Im Tageschart notiert USD/JPY bei 159,06. Das Paar zeigt eine konstruktive bullische Tendenz, da der Kurs sowohl über dem 50-Tage-Exponential Moving Average (EMA) bei 158,17 als auch über dem 200-Tage-EMA bei 155,29 liegt, was darauf hindeutet, dass der übergeordnete Aufwärtstrend trotz jüngster Volatilität intakt bleibt. Der Stochastic RSI bei etwa 54 tendiert leicht positiv, was darauf hindeutet, dass das Aufwärtsmomentum sich stabilisiert und nicht überdehnt ist.
Auf der Unterseite liegt die unmittelbare Unterstützung nahe dem 50-Tage-EMA bei 158,17, mit einer tieferen Auffanglinie am 200-Tage-EMA bei etwa 155,29, falls der Verkaufsdruck zunimmt. Solange Käufer diese gleitenden Durchschnitte verteidigen, spricht die technische Struktur für eine weitere Konsolidierung mit moderater Aufwärtsneigung, auch wenn klar definierte Widerstandsniveaus in der unmittelbaren Nähe des aktuellen Kurses noch nicht sichtbar sind.
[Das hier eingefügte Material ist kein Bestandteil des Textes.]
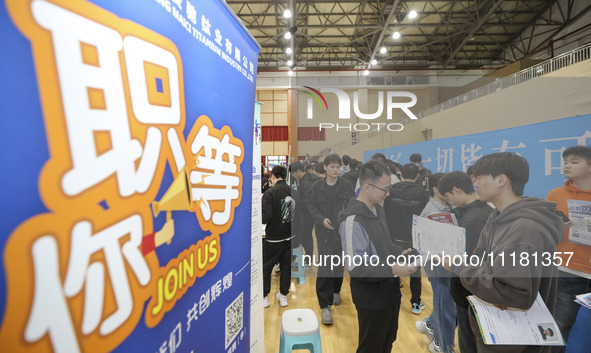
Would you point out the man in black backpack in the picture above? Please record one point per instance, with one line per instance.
(406, 199)
(325, 200)
(279, 214)
(471, 214)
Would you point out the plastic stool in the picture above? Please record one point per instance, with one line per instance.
(299, 330)
(301, 270)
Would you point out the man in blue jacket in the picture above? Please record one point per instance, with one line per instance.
(369, 256)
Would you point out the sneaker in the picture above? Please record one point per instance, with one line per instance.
(336, 300)
(326, 316)
(417, 309)
(434, 347)
(282, 299)
(425, 328)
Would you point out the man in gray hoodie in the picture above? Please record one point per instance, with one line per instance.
(519, 228)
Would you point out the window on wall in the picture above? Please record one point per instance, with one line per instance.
(275, 160)
(311, 134)
(274, 133)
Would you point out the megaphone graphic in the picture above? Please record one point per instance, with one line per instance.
(176, 198)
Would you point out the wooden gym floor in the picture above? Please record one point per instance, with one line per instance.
(342, 336)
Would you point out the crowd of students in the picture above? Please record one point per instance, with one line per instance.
(367, 210)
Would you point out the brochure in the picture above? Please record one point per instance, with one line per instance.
(534, 326)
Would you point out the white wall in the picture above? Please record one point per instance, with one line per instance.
(561, 94)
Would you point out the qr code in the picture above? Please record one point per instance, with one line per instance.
(234, 319)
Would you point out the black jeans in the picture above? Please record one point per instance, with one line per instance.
(330, 279)
(466, 338)
(307, 240)
(377, 329)
(273, 253)
(416, 287)
(565, 311)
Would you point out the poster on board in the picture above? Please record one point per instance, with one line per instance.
(126, 139)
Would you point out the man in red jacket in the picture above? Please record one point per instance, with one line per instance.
(575, 277)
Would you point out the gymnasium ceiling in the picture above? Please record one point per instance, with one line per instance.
(348, 34)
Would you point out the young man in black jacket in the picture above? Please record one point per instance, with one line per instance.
(406, 199)
(471, 214)
(279, 214)
(306, 184)
(375, 286)
(325, 200)
(524, 227)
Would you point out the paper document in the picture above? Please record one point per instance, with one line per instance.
(444, 217)
(431, 237)
(535, 326)
(584, 300)
(580, 213)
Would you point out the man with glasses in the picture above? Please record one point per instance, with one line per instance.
(406, 199)
(375, 286)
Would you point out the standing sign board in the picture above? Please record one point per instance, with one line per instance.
(127, 142)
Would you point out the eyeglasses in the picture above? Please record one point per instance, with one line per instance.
(377, 187)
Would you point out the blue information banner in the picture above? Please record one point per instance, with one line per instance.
(540, 144)
(126, 139)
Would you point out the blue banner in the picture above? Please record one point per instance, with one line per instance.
(540, 144)
(127, 141)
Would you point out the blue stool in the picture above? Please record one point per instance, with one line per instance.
(299, 330)
(301, 270)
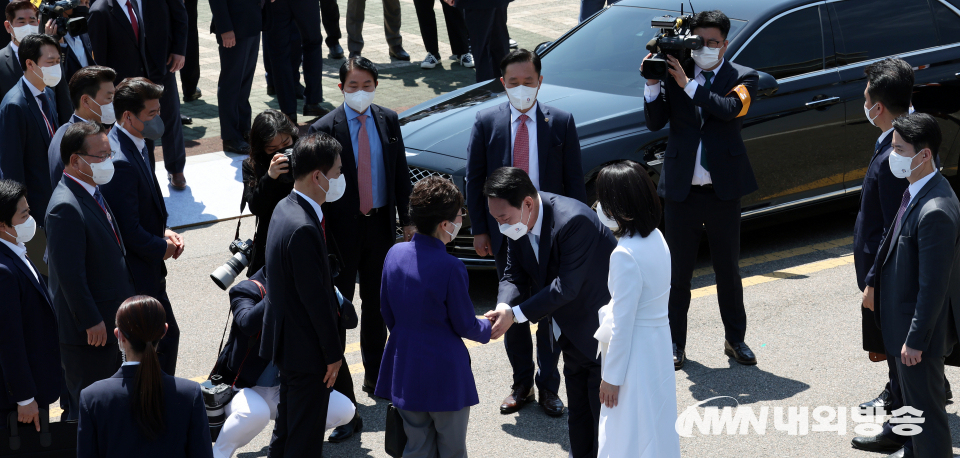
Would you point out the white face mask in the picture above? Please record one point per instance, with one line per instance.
(359, 100)
(25, 230)
(606, 220)
(336, 187)
(522, 97)
(515, 231)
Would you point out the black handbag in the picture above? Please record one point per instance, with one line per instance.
(57, 440)
(395, 439)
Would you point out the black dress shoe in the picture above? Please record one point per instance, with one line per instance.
(551, 403)
(877, 444)
(344, 432)
(740, 352)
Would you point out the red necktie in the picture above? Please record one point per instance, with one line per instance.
(521, 146)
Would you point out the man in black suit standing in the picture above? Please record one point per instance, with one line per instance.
(89, 277)
(134, 194)
(558, 257)
(118, 31)
(542, 141)
(705, 173)
(301, 322)
(363, 223)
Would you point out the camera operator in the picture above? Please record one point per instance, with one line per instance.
(705, 173)
(266, 174)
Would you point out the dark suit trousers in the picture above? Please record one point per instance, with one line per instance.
(685, 223)
(301, 416)
(237, 66)
(489, 39)
(519, 346)
(391, 24)
(375, 235)
(82, 365)
(456, 28)
(305, 16)
(582, 377)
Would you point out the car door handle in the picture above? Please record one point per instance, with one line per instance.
(823, 102)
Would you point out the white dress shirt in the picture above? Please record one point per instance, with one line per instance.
(534, 153)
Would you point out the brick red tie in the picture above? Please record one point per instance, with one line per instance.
(364, 174)
(521, 146)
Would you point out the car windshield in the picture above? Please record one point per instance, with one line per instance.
(605, 54)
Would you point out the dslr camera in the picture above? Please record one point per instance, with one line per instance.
(76, 24)
(224, 275)
(675, 39)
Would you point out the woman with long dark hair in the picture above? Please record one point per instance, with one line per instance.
(141, 411)
(266, 174)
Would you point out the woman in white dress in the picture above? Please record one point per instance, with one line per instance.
(638, 390)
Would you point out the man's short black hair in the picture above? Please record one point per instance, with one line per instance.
(920, 130)
(511, 184)
(314, 152)
(10, 194)
(357, 63)
(715, 19)
(31, 48)
(891, 83)
(517, 56)
(87, 81)
(75, 139)
(627, 194)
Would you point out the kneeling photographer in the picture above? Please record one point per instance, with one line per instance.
(256, 381)
(705, 166)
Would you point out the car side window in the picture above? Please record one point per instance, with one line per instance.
(789, 46)
(903, 26)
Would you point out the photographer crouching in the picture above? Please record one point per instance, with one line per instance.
(705, 167)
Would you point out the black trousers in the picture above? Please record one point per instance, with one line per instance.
(301, 416)
(489, 39)
(456, 28)
(519, 346)
(82, 365)
(685, 223)
(375, 235)
(582, 377)
(237, 66)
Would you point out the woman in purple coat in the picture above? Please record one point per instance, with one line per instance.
(425, 304)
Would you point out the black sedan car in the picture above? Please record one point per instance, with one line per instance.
(806, 134)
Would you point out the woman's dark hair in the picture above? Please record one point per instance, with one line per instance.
(141, 320)
(266, 127)
(627, 194)
(433, 201)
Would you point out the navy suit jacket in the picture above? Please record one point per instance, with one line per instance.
(29, 348)
(26, 140)
(569, 283)
(730, 168)
(136, 199)
(558, 149)
(301, 322)
(108, 429)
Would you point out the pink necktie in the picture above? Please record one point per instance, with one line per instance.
(364, 175)
(521, 146)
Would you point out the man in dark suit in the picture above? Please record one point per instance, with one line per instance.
(237, 25)
(705, 173)
(29, 351)
(543, 142)
(378, 188)
(118, 31)
(28, 121)
(917, 294)
(300, 335)
(558, 257)
(134, 194)
(89, 277)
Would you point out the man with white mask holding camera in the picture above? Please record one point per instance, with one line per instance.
(542, 141)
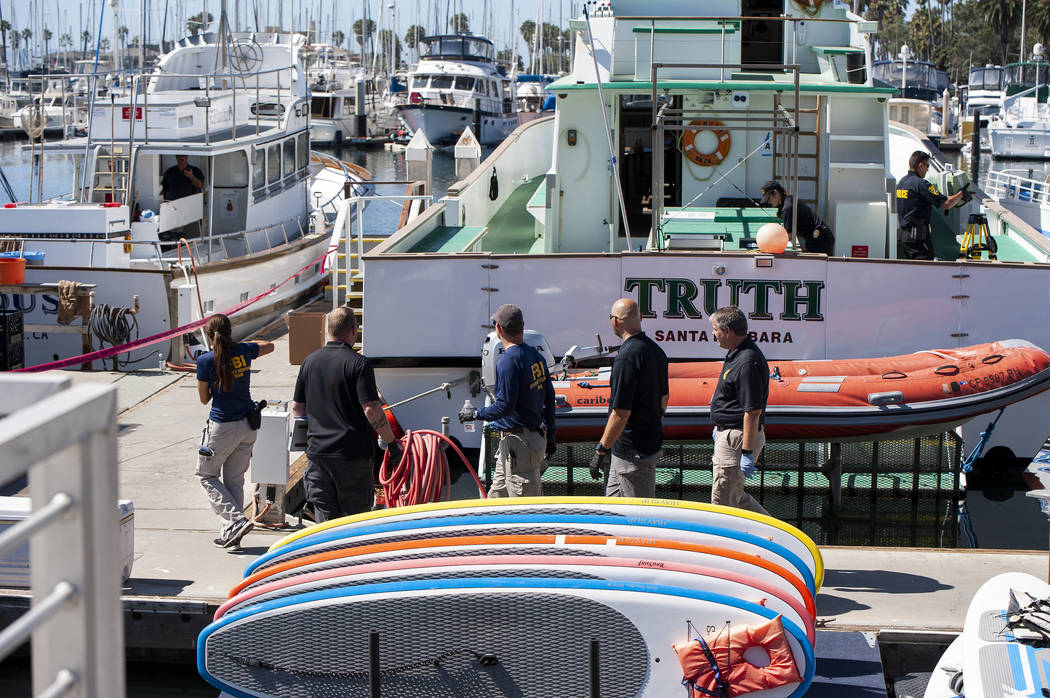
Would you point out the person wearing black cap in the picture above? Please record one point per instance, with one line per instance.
(916, 198)
(522, 411)
(632, 441)
(814, 234)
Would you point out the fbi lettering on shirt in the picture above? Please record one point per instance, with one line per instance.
(539, 375)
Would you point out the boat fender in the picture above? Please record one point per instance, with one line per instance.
(715, 665)
(891, 398)
(696, 127)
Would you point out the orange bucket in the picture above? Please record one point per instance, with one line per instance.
(12, 270)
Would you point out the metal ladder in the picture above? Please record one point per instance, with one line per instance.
(111, 172)
(809, 140)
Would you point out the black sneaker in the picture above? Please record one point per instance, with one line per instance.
(238, 531)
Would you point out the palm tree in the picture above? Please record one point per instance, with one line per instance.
(527, 30)
(414, 36)
(1004, 17)
(459, 23)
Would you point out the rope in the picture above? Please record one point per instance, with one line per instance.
(422, 473)
(963, 515)
(112, 325)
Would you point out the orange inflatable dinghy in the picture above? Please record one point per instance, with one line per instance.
(922, 393)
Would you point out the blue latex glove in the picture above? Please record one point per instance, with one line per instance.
(748, 464)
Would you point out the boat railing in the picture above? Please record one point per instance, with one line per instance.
(1006, 185)
(244, 242)
(64, 439)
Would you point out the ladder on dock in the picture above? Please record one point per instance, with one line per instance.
(809, 150)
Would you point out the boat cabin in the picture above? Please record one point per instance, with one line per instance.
(244, 127)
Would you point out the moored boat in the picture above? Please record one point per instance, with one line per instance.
(922, 393)
(252, 237)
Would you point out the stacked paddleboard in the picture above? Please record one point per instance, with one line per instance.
(507, 597)
(995, 656)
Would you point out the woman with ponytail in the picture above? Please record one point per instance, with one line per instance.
(224, 378)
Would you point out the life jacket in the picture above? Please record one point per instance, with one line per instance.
(715, 665)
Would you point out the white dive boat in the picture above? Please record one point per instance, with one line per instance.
(457, 84)
(255, 224)
(921, 88)
(530, 97)
(542, 224)
(984, 98)
(1023, 127)
(1023, 194)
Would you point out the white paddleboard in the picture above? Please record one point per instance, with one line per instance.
(994, 663)
(765, 571)
(500, 637)
(692, 512)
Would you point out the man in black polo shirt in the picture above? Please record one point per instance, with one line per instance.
(522, 409)
(336, 392)
(181, 180)
(633, 435)
(916, 198)
(736, 410)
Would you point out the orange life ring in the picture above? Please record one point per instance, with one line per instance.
(717, 667)
(706, 159)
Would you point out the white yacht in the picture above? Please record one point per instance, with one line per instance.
(253, 238)
(455, 85)
(984, 99)
(1023, 127)
(561, 219)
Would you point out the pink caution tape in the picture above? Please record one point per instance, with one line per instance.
(160, 337)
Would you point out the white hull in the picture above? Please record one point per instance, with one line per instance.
(1027, 143)
(442, 124)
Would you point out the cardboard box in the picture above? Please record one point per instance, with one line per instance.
(306, 334)
(15, 566)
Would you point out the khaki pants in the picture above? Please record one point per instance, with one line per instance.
(518, 462)
(634, 477)
(728, 485)
(231, 443)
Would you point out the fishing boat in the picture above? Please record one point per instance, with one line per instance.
(927, 392)
(561, 221)
(457, 84)
(921, 87)
(236, 106)
(1022, 129)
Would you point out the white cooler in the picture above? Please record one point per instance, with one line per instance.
(15, 566)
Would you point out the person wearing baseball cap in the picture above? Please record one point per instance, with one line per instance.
(523, 410)
(814, 234)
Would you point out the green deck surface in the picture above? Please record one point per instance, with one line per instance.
(446, 238)
(512, 229)
(732, 224)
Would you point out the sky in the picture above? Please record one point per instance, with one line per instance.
(69, 18)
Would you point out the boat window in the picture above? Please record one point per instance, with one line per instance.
(230, 170)
(273, 163)
(289, 156)
(302, 152)
(258, 168)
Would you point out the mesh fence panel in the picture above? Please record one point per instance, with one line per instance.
(896, 492)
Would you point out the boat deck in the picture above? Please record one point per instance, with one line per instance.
(179, 577)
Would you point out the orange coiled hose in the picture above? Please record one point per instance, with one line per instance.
(422, 474)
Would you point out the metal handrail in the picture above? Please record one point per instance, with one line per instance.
(67, 438)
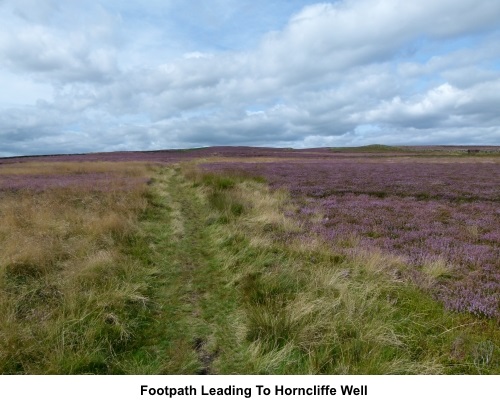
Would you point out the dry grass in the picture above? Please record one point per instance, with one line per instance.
(68, 292)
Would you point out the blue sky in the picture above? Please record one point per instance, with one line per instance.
(81, 76)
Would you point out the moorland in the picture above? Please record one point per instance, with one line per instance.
(242, 260)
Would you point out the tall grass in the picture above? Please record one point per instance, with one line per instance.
(70, 297)
(310, 308)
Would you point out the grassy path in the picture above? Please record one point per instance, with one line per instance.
(236, 294)
(192, 322)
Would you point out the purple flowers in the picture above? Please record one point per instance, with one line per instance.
(414, 208)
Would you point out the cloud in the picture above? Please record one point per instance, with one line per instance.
(132, 76)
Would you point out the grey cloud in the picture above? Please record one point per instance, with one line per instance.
(331, 70)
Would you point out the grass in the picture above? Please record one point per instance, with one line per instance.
(200, 273)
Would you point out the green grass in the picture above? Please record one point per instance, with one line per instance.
(210, 277)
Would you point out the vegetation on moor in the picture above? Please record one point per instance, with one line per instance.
(231, 261)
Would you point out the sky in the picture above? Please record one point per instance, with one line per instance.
(82, 76)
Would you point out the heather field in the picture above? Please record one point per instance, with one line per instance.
(440, 216)
(372, 260)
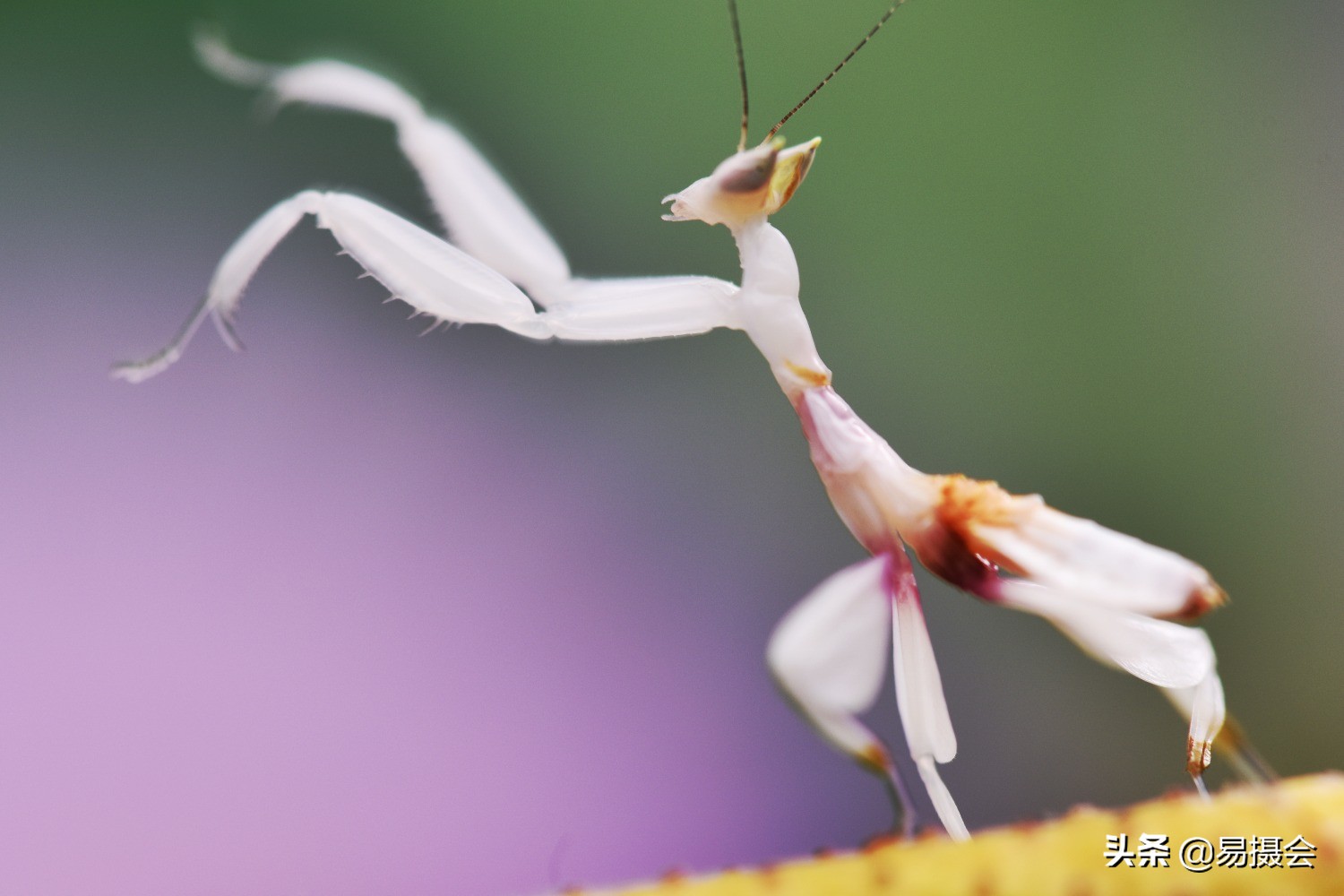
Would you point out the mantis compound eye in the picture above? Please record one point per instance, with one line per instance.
(745, 185)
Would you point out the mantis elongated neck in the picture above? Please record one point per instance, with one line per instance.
(771, 314)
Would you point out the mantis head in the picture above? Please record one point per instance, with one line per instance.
(752, 183)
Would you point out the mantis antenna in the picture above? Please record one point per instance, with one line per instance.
(742, 70)
(824, 81)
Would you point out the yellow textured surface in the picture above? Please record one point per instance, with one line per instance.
(1064, 857)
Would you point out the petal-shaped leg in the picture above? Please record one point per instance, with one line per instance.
(483, 215)
(924, 710)
(421, 269)
(631, 308)
(828, 656)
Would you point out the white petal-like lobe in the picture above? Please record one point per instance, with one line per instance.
(1161, 653)
(924, 708)
(831, 650)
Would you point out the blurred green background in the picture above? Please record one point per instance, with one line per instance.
(1086, 250)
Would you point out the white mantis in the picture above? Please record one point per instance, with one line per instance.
(1115, 595)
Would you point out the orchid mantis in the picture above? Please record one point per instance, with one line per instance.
(1116, 597)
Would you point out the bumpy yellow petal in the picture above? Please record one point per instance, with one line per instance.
(1064, 857)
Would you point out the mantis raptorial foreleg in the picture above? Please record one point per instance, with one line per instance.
(1118, 598)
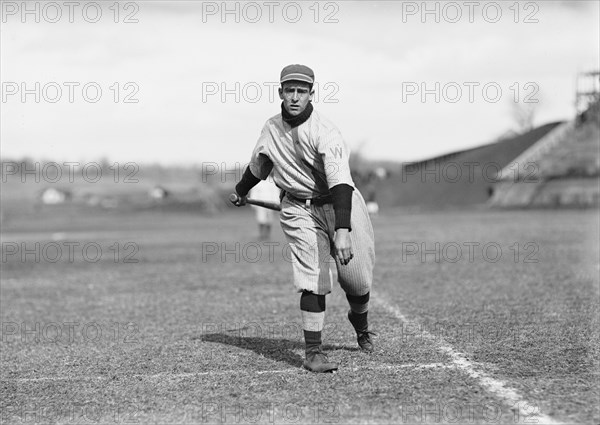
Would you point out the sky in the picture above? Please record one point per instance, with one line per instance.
(182, 83)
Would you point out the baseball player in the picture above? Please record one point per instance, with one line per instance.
(323, 216)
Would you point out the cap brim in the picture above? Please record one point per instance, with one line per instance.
(297, 77)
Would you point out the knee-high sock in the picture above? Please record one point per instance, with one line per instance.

(Die technische Analyse dieses Artikels wurde mit Hilfe eines KI-Tools erstellt.)
Der Wert des japanischen Yen hängt stark von der japanischen Wirtschaft, der Geldpolitik der Bank of Japan sowie von den Zinsunterschieden zu den USA ab. Auch das allgemeine Marktumfeld spielt eine Rolle.
Eines der Kernmandate der Bank of Japan ist die Stabilisierung der nationalen Währung, weshalb ihre geldpolitischen Maßnahmen maßgeblichen Einfluss auf den Yen haben. Obwohl direkte Interventionen am Devisenmarkt selten vorkommen, hat die BoJ in der Vergangenheit Schritte unternommen, um den Yen gezielt zu schwächen, meist unter Berücksichtigung der geopolitischen Beziehungen zu ihren Handelspartnern. Die ultralockere Geldpolitik der BoJ, die von 2013 bis 2024 umgesetzt wurde, hat durch eine zunehmende Divergenz gegenüber den geldpolitischen Strategien anderer großer Zentralbanken eine signifikante Abwertung des Yen verursacht. Mit der jüngsten graduellen Straffung dieser expansiven Maßnahmen zeigt der Yen Anzeichen einer Erholung.
Das Festhalten der BoJ an ihrer ultralockeren Geldpolitik hat zu einer zunehmenden Divergenz mit anderen Zentralbanken geführt, insbesondere mit der US-Notenbank. Dies begünstigt eine Ausweitung der Zinsdifferenz zwischen 10-jährigen amerikanischen und japanischen Anleihen, was den US-Dollar gegenüber dem japanischen Yen stärkt.
Der japanische Yen gilt als sogenannte „sichere Hafen“-Währung. In Zeiten von Unsicherheit oder Marktturbulenzen neigen Investoren dazu, ihr Kapital in den Yen umzuschichten, da dieser als stabil und verlässlich gilt. In solchen Phasen steigt der Wert des Yen im Vergleich zu anderen Währungen, die als riskanter eingestuft werden.